AHP allows organizations to decrease widespread pitfalls in decision making process, such as lack of focus, planning, involvement or possession, which eventually are costly distractions that can prevent the decision maker from making the right choice.
Are good decisions made by mishap or there is an inherent logical principle that the human mind follows when making decision? If there are implicit logical principles that the mind follows are they consistent and complete? There are no clear cut answers to these questions because in decision making humans are inconsistent and incomplete. The cognitive limitation decreases the prospect of analyzing all the alternatives for the decision situation. That is why the benefits of AHP can not be over stress by decision experts.
First the morphological way of systematic modeling the decision includes people to make explicit their unstated knowledge. This leads to people harmonize and organize their different feelings and understanding. An agreed upon structure provides ground for a complete multisided debate.
Second, in the framework of hierarchies and feedback systems, the process permits decision makers to use judgments and observations to deduce relations and strength of relations in the course of interacting forces moving from general to the particular and to make predictions of most likely outcome.
Third, the decision maker is able to incorporate and trade off values and influence with greater accuracy of understanding then they can use language to explain.
The final benefit is the decision maker is able to include judgment that result from intuition and emotion as well as those that result from logic. Reasoning takes a longtime to learn in most people and it is not an easy skill. By representing the strength of judgments numerically and agreeing on a value, decision makers do not need to participate in lengthen urging.
Even though AHP is one of the most widely preferred tools used in reducing complex decision to very comprehensible decision analysis, there are limitations in AHP concept.
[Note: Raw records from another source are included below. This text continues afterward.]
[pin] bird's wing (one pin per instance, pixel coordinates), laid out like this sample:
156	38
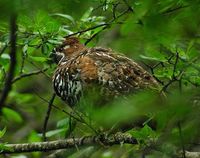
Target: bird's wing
119	73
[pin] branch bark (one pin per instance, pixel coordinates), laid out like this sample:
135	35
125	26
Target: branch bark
8	82
117	138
Decision makers are humans that are inconsistent when making decisions. The human cognitive limitations make it very difficult for humans to evaluate all the available alternatives when making decision. The decision maker uses prior experience or information available to analyze the decision choice as a result limiting the consistency in the decision making process (the volume of information can limit the consistency).
Also, when the decision phase involves taking into account a variety of multiple criteria with evaluation based on a multiple-value choice, AHP splits the overall problem into many evaluations of lesser importance while keeping at the same their part in the global decision. This becomes confusing for the decision maker because they can not evaluate the true importance of the decision alternative.
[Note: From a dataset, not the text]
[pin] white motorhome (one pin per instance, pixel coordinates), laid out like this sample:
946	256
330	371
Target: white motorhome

This is an extensive discussion of AHP as a formal approach which allows decision makers to follow gradual and thorough steps in analyzing complex decisions. The approach decomposes a larger problem into is constituent parts dealing with rational concepts to choose the best alternative. AHP is a great tool that assists decision makers but it does not make the final selection of the best alternative(s) for the decision maker.
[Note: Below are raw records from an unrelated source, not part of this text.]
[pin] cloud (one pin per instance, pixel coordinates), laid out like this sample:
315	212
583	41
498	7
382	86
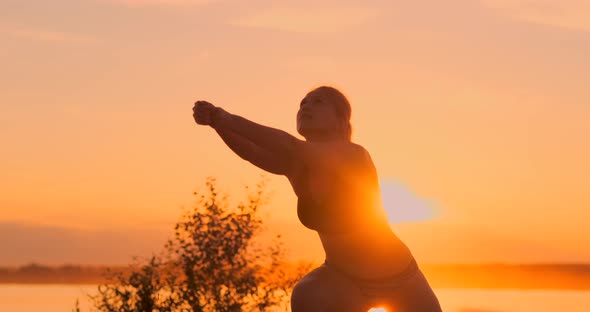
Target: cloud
317	20
51	245
142	3
38	34
568	14
402	205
Ahmed, N., Berg, D., & Simons, G. R. (2006). The Integration of Analytical Hierarchy process and Data Envelopment Analysis In A Multi-Criteria Decision-Making Problem. International Journal of Information Technology & Decision Making, 5(2), 263-276.
Grandzol, J. R. (2005). IR Applications: Improving the Faculty Selection Process in Higher Education: A Case for the Analytic Hierarchy Process. Retrieved Nov. 25, 2007, from http://airweb.org/page.asp?page=295
McCaffrey, J. (2005). . Retrieved Nov. 23, 2007, from http://msdn.microsoft.com/msdnmag/issues/05/06/TestRun/
Yager, R. R. (1999). An extension of the Analytical Hierarchy Process using OWA operators. An Extension of the Analytical Hierarchy Process Using OWA Operators, 7(3), 401-417.